A showerhead that allows a maximum of 2 GPM is considered low flow. A lot of showerheads are advertised as "low flow" at 2.5 GPM. This may have been low-flow 15 years ago, but not now. Many communities now restrict flow to 1.7 GPM or less and you can expect future regulations to require 1.5 GPM or less. To get a jump on the future, look at the flow information on the box. It it is 1.85 GPM or less, it is a good idea to give thought to buying it. Some showerheads feature adjustable flows: very low flow for showering and a higher 2.5 GPM flow for rinsing.
Where Does All the Other water Go?
If treated household water makes up only 1% of all the water used in the U.S., where does the other 99% go?
|Daily Water Use In the U.S.|
|Source: U. S. Geological Survey (2005)|
|Gallons Used Daily (in Billions)||Percent of Water Use||Description of Water Use|
|Untreated (Non-potable) Water from All Sources|
|Agriculture||139||34||Crop irrigation, livestock, and fish farming.
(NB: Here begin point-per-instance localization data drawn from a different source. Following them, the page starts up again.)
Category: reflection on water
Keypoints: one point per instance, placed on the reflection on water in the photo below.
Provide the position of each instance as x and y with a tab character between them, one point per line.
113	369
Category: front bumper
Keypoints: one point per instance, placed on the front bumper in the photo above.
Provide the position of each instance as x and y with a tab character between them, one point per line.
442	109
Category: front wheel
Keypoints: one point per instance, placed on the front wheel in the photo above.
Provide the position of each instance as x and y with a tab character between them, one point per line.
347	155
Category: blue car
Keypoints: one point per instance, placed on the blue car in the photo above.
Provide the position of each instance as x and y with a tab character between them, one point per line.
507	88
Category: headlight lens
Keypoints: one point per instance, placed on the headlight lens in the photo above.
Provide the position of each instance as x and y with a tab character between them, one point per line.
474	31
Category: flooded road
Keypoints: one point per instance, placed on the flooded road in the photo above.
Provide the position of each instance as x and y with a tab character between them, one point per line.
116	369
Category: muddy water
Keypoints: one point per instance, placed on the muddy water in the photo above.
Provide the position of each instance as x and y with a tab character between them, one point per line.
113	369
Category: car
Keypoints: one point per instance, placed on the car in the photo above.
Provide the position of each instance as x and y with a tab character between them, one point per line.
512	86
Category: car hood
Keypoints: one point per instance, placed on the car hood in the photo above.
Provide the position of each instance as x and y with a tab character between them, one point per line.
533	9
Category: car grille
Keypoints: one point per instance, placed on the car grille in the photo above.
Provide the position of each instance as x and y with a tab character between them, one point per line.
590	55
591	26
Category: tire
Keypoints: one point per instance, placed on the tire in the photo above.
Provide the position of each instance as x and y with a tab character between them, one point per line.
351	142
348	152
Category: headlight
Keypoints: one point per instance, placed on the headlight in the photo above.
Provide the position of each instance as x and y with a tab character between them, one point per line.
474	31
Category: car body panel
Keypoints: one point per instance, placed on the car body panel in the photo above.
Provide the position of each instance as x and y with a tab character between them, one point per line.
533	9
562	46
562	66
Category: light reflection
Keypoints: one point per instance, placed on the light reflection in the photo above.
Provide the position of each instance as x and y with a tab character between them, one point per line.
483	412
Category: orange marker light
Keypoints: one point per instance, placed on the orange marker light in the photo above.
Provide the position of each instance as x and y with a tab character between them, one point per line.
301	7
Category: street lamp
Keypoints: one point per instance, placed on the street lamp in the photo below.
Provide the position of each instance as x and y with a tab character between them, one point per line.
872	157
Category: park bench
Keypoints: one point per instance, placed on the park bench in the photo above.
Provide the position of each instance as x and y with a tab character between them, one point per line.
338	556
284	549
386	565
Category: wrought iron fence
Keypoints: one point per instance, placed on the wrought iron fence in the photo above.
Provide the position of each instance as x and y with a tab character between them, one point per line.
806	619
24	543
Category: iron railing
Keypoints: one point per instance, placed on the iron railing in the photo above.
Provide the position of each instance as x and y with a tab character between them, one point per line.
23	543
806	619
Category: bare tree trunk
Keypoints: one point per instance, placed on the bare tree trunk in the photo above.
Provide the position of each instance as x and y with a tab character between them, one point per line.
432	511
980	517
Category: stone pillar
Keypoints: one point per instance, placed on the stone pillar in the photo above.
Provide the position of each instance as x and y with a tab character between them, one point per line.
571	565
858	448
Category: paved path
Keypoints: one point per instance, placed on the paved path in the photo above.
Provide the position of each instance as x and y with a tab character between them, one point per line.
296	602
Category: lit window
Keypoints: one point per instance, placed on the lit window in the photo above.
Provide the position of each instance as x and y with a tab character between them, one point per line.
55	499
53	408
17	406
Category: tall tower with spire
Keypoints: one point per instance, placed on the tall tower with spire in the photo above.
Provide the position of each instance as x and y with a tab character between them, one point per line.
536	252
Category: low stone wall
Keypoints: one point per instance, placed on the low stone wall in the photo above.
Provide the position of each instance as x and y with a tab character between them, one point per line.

As much as half of this use is loss to evaporation, wind, poor design and over watering.|
|Power Generation||201||49||Electricity generation uses fresh water to cool power plants. Cooling power plants is the biggest source of heat pollution in our rivers and streams.|
|Industry and Mining||21||5||Most believe that manufacturing and mining use most of the water in the U.S. But that's not true. These activities do, however, account for the majority of the chemical pollution in our streams and rivers.|
|Treated (Potable) Water from All Sources|
|Business and Public Use||45||11||Business, institutions and government uses in office buildings, hotels, hospitals, restaurants, etc.|
|Household Use||4||1||Household cleaning, washing, bathing, cooking and drinking and gardening.|
|Total||410||100||Total water consumption in the U.S.|
The amount of water used in the U.S. has actually decreased. Per-capita use of water has dropped 30% from its peak in 1975 - which is when serious water conservation measures started - and water consumption per-capita is lower now than it has been since the mid-1950s.
We are also using water more productively. In the 1970s 100,000 gallons of water produced only $3.18 of economic value. In 2005 that jumped to $8.45 through controlling waste and using water more efficiently. Still, the average American uses twice as much water as the average Japanese, and nearly 1,000 times more than the average Ethiopian.